Based on the results on testing for plausibility informativeness, the examined XAI methods did not meet G4 Informative plausibility.

5.4 Evaluating G5: Computational efficiency

The computational time spent in generating a heatmap is shown in Table 4. The speed in generating a heatmap was stable across the three datasets with different image dimensions (2D and 3D) and model architectures. Some gradient-based methods that rely solely on back propagation can generate nearly instant explanation, which enables their clinical use in real-time interactive XAI systems. For some gradient-based and all perturbation-based methods that require multiple sampling, their speed is seconds or even longer. Methods such as Lime or Shapley Value Sampling need to take 730 minutes to generate a heatmap, depending on the specific use case and XAI method parameter settings, the long wait time may prevent their clinical use.

6 Discussions

6.1 Evaluated heatmap methods failed to meet the Clinical XAI Guidelines

We conducted a systematic evaluation on 16 commonly-used heatmap methods following the Clinical XAI Guidelines. Although the heatmap explanations were easily understandable to clinical users (G1), they only partially fulfilled G2 clinical relevance, due to the missing of feature pathology descriptions in the heatmap which corresponds to clinical image interpretation process (§5.1). The examined heatmap methods did not reliably exhibit the property of G3 Truthfulness on multiple models in the two clinical tasks. Due to the failure of G3, G4 testing for informative plausibility also had a poor score. Most heatmaps were computationally efficient regarding G5 that can generate a heatmap within seconds, except for some sampling-based methods such as Shapley Value Sampling which may take more than 20 minutes.

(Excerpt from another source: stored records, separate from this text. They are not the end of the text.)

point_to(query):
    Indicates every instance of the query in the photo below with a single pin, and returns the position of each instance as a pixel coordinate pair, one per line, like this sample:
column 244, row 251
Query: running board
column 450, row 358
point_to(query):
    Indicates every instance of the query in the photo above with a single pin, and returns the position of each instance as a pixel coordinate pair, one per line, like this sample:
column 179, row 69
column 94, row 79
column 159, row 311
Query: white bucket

The evaluation results show that the evaluated 16 post-hoc heatmap methods were not technically sound enough to meet the Clinical XAI Guidelines.

6.2 Use of the Clinical XAI Guidelines

Our systematic evaluation demonstrated the use of the guidelines in the evaluation of XAI in two clinical tasks. Specifically, if we go back to Alex’s questions in the beginning, to apply the guidelines on a clinical XAI problem for XAI method selection or proposal, AI designers like Alex may first talk to their target clinical users or other stakeholders to understand their AI literacy (G1 Understandability), their clinical reasoning process which relates to the interpretation of explanation (G2 Clinical relevance). Based on the conversation, AI designers may have a clearer idea about which form(s) of explanation to target.

For the targeted form of explanation such as feature attribution map, there may be multiple XAI algorithms that can generate it. To design or select the optimal XAI algorithm of the target explanation form, AI designers may choose suitable metrics to assess and optimize XAI methods on the G3 Truthfulness measure. AI designers may also need to test the truthfulness metrics for an XAI algorithm on multiple trained AI models to examine the robustness of XAI method in truly reflecting the model decision process.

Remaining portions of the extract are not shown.